Mr William Flannery BM BS FRCS(ORL-HNS)

Sinus & nasal surgery

The role of surgery

Approximately 70% of sinusitis sufferers respond to a long course of medication (saline douch, antibiotics and steroids). Where symptom control is inadequate despite this, surgery may be considered.

Sinus drainage and straightening the partition down the centre of the nose (septoplasty) can deliver the following benefits:

  • Surgery is very good for facial pain and nasal block.
  • The combined operations of sinus drainage and septoplasty improve delivery of medication and reduce the severity and frequency of future colds.
  • Improvement of the nasal airway and proper ventilation of the sinuses makes control of secretions much easier.
Sinus and nasal surgery does not offer a cure because the inflammation in the nose and sinuses has both genetic and geographical components: We cannot change our parents and geographical relocation is highly unlikely. In addition, it is not possible to remove the lining of the nose. Consequently we have to aim for adequate symptom control.

Elements of the procedure

  • The operation is performed under hypotensive (low blood pressure) general anaesthesia and lasts around 90 minutes. I perform the procedure as a day case with discharge usually between 6pm and 8pm.
  • All the operating is done through the nostrils. There are no external scars and no black eyes. The external appearance of the nose is unchanged.
  • Septoplasty involves removing the bent areas of the central cartilage and bone. The mucosal lining then falls back into the midline so restoring the airway on both sides.
  • Septoplasty involves removing the bent areas of the central cartilage and bone. The mucosal lining then falls back into the midline so restoring the airway on both sides.
  • Sinus surgery is done endoscopically because the sinuses are so small. Endoscopic sinus surgery was developed in the 1990s. It was probably one of the first keyhole procedures to be developed. I use special optical rods (endoscopes) to visuallise the sinuses and open them up so that they drain freely into the nose.


Over 30 years, endoscopic surgery in the nose has become very safe.

  • During the operation, I continually monitor for fat by putting all material removed from the sinuses in a saline pot. Nasal mucosa sinks in saline. Occasionally, a minute fragment of the egg shell-like lining of the eye socket comes away with the lining of the sinus.
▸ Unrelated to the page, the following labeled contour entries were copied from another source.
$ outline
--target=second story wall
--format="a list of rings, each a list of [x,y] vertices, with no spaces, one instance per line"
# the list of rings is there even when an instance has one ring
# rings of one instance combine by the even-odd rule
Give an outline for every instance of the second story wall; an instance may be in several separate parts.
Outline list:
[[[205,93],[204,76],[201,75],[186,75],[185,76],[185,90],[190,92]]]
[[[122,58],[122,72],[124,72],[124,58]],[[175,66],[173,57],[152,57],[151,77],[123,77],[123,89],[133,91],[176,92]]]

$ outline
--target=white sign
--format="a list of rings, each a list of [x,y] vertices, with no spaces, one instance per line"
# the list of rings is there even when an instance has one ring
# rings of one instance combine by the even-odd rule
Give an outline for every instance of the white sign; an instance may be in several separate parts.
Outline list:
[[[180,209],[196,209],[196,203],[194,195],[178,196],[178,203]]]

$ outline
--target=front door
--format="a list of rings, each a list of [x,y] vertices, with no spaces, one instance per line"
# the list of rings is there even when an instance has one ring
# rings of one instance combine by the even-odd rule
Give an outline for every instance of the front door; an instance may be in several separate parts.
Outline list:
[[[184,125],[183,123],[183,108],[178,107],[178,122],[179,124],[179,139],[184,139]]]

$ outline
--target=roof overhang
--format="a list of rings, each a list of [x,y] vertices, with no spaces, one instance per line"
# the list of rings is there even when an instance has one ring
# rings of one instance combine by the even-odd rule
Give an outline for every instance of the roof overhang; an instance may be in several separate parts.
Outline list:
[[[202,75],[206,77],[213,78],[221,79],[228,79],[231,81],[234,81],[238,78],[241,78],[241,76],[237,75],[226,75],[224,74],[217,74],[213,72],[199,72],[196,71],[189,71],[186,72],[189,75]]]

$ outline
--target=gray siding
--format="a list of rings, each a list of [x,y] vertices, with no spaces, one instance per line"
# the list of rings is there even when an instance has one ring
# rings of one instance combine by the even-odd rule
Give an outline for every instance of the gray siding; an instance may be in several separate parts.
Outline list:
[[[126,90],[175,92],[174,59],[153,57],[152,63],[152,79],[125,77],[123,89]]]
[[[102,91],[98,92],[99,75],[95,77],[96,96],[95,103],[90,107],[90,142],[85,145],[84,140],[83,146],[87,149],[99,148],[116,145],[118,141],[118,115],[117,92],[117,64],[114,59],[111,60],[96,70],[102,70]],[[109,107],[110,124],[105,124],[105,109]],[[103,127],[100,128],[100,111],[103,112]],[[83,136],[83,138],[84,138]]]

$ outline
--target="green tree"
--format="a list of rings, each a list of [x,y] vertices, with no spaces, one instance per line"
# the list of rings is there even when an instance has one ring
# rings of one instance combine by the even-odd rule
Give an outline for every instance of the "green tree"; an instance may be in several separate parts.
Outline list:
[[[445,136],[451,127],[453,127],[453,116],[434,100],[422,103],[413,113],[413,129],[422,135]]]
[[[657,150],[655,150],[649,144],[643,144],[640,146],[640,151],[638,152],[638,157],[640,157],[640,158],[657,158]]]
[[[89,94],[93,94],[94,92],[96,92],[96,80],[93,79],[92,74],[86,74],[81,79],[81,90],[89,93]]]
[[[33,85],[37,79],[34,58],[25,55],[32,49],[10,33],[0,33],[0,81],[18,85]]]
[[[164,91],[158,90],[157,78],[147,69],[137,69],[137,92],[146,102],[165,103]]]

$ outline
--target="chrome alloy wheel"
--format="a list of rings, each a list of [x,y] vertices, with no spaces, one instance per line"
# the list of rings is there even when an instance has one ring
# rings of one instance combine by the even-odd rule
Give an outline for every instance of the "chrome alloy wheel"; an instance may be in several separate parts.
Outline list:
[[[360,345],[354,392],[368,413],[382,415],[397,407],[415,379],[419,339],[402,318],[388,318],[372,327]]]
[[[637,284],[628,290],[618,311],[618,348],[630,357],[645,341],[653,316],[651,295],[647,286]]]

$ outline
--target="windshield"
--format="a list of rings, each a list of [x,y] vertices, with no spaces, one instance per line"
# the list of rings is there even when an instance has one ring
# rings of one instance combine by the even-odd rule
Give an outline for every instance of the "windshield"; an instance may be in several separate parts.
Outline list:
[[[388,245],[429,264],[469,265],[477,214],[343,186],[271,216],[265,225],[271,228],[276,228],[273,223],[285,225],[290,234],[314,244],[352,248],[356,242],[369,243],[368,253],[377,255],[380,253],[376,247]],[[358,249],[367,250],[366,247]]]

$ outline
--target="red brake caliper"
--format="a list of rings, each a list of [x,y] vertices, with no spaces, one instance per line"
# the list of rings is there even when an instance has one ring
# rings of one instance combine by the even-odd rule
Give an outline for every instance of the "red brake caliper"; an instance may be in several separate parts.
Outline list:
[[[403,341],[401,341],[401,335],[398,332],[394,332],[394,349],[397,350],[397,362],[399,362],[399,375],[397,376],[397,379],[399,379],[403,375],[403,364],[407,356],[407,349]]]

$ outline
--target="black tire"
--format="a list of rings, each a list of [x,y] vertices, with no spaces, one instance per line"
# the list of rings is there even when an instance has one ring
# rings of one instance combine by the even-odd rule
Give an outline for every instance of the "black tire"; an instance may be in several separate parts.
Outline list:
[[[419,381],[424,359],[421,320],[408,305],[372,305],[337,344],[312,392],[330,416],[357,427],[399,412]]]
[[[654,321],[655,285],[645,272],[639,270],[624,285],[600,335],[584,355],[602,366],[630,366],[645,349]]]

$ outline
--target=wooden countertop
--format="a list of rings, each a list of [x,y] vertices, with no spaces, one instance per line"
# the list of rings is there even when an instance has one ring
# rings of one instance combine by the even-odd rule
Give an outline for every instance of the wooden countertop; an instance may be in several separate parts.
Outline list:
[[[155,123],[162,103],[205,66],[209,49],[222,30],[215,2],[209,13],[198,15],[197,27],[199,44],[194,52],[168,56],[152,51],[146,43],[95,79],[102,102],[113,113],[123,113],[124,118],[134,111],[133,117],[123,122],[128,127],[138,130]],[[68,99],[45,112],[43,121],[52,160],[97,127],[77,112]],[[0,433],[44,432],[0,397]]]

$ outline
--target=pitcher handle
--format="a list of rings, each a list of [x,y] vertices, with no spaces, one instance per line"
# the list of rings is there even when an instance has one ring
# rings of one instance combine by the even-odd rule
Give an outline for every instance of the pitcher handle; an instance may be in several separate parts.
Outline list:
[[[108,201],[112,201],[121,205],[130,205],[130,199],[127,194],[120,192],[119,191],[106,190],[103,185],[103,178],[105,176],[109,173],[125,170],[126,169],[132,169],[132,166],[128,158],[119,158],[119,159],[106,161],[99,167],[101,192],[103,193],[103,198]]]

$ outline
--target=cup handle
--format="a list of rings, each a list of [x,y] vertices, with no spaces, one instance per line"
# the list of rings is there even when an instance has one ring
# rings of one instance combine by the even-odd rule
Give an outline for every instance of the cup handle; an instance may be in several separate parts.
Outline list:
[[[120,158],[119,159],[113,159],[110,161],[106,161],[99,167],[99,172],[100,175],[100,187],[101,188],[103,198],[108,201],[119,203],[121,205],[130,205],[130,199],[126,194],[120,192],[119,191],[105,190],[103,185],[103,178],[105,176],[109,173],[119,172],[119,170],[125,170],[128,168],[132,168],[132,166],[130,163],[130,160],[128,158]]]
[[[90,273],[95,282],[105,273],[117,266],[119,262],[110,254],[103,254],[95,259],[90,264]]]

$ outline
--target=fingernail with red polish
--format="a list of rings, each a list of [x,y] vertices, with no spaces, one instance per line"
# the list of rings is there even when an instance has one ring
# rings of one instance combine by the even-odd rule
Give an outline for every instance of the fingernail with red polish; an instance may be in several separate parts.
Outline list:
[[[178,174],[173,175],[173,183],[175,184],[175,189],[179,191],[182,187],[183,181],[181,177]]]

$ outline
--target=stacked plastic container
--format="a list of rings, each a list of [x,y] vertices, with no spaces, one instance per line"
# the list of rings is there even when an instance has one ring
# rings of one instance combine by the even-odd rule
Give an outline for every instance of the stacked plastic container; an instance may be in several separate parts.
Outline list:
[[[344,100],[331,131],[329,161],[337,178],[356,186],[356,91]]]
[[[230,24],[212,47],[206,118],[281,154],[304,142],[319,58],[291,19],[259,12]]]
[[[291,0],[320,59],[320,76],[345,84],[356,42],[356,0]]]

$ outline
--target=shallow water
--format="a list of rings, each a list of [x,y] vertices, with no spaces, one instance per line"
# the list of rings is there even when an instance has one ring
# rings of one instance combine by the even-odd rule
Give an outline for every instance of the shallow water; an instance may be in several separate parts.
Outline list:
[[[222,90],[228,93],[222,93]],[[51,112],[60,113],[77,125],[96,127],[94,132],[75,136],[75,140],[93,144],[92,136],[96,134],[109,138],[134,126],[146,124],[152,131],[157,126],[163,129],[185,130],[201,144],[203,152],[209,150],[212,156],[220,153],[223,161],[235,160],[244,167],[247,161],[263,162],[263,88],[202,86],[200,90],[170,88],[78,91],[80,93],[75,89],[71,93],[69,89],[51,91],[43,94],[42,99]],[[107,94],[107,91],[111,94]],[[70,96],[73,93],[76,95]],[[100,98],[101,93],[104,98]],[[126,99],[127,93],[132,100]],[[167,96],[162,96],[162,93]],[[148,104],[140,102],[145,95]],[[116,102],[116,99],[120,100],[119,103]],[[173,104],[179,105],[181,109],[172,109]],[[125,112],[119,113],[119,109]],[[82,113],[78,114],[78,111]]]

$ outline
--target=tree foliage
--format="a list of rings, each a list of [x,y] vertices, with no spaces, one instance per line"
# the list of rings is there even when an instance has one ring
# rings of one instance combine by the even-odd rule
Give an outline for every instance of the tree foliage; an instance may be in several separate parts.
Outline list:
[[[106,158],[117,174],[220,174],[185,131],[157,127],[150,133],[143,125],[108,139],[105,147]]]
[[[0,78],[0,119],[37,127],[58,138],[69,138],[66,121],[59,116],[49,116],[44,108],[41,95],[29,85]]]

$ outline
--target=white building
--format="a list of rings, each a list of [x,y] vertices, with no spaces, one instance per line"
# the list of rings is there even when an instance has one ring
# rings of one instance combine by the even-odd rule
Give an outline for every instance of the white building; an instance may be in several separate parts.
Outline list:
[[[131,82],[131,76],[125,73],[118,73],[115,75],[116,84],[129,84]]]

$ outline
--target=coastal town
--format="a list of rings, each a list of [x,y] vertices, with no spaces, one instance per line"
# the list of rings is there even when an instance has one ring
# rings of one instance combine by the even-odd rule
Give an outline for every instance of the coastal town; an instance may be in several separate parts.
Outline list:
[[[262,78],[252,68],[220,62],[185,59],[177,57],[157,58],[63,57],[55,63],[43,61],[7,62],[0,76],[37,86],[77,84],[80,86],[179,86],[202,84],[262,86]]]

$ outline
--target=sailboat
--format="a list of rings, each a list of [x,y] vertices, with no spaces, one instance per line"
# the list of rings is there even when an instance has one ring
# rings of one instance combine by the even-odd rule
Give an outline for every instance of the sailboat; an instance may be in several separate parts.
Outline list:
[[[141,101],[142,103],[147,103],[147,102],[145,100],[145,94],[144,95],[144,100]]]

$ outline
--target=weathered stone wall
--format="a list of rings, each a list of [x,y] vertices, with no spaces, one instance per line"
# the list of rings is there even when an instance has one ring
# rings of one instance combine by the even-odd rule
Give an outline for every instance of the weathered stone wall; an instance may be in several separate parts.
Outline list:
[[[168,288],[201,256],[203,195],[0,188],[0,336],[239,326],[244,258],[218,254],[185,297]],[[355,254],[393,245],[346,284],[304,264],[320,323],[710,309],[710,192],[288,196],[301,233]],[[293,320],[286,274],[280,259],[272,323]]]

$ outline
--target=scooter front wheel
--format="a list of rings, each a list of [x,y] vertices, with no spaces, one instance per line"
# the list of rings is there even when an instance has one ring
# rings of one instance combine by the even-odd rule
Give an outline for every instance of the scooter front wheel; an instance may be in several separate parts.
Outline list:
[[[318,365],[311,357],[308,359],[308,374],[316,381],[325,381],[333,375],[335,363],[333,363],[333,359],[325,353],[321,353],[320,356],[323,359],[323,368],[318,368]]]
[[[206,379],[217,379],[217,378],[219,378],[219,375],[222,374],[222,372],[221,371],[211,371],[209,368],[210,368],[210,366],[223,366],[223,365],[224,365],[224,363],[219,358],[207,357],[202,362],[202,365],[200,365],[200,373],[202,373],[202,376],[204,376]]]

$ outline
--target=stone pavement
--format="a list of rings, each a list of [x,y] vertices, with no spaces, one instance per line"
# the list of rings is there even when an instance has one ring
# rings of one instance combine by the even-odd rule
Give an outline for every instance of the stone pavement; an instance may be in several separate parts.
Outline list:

This usually has fat attached to it which floats. Sometimes I have to stop the sinus surgery if I detect fat and the hypotensive anaesthetic is not giving a good enough surgical field. Detecting fat can sometimes be associated with a minor black eye but this is rare.
  • I cannot continue sinus surgery if there is extensive, microscopic ooze because the patient is not responding to the hypotensive anaesthetic. This is rare.
  • Immediate, post-operative complications include nose bleeds requiring return to theatre (very rare) and the occasional reaction to the hypotensive anaesthetic (very rare) which responds to medications given by the anaesthetist.
  • Re-admission with nose bleed after discharge is also rare. However blood steaking on the tissue or hankerchief is common for some days after the operation. It settles without treatment.
  • Post-operative infections however are quite common. These occur in about 1 in 5 patients and respond to antibiotics from the GP.
  • Numbness of the nasal tip and upper incisors is uncommon and resolves spontaneously with time.